Convergences was produced in collaboration with Jennifer Boyden for the City of Walla Walla, Washington. It is a sculpture that considers the collision of things often thought of as being separate and how we occupy the space between, them such as: earth and sky, child and adult, stone and human, rationality and imagination, light and matter. This sculpture recognizes the significance of the unity of these elements and reveals ways that the space between them can be understood as the realm that belongs to the imagination. By integrating both the ephemeral (reflections, time, moments of inspired imagination) and the concrete (the stone, bronze, and the location itself), this piece speaks to the remarkable interdependences and resulting coherence of these elements.
Convergences is composed of three elements: a basalt column (approximately 15 feet tall x 36 inches in diameter), two text bands that encircle the column, and a mirror-polished section between the two text bands. The polished section of basalt can be understood as a horizon line—separating earth from sky, child from adult, the sounds of upper from those of lower, bird from crawling things, and so on. Within this horizon line is reflected the image of the viewer, making the viewer responsible in all cases for bringing the two sides together, either through offering the self as image or the self as imagination. At the same time, the mirror-like finish between the bands text provides an opportunity for the viewer to question him or herself. While reflective, this band will still retain some of the irregularities of the original surface, and thus the reflection of the viewer will be distorted. The distortion allows the viewer to see the self in a new way, as if according to the perspective of the column or natural world itself.

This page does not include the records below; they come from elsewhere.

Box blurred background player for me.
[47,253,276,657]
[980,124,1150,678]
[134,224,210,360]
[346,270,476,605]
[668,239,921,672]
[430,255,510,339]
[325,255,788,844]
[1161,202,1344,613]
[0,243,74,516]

This text on the two bronze bands features the beginnings or endings of dreamlike statements that offer an investigation into natural elements of this region. The unfinished nature of these statements invites the viewer to complete the statement, thus making the viewer's generative response of imagination and insight a part of the piece itself. The text of the upper and lower bands loosely corresponds with each other. The act of connecting the two involves bridging the gap between them. As the gap is a mirrored finish, the viewer again sees the self as a part of what must be encountered in order to make the statements complete. Thus, the self (as both image/physical being and as generative/creative being) becomes a way to complete the piece itself and, more specifically, the statements it contains.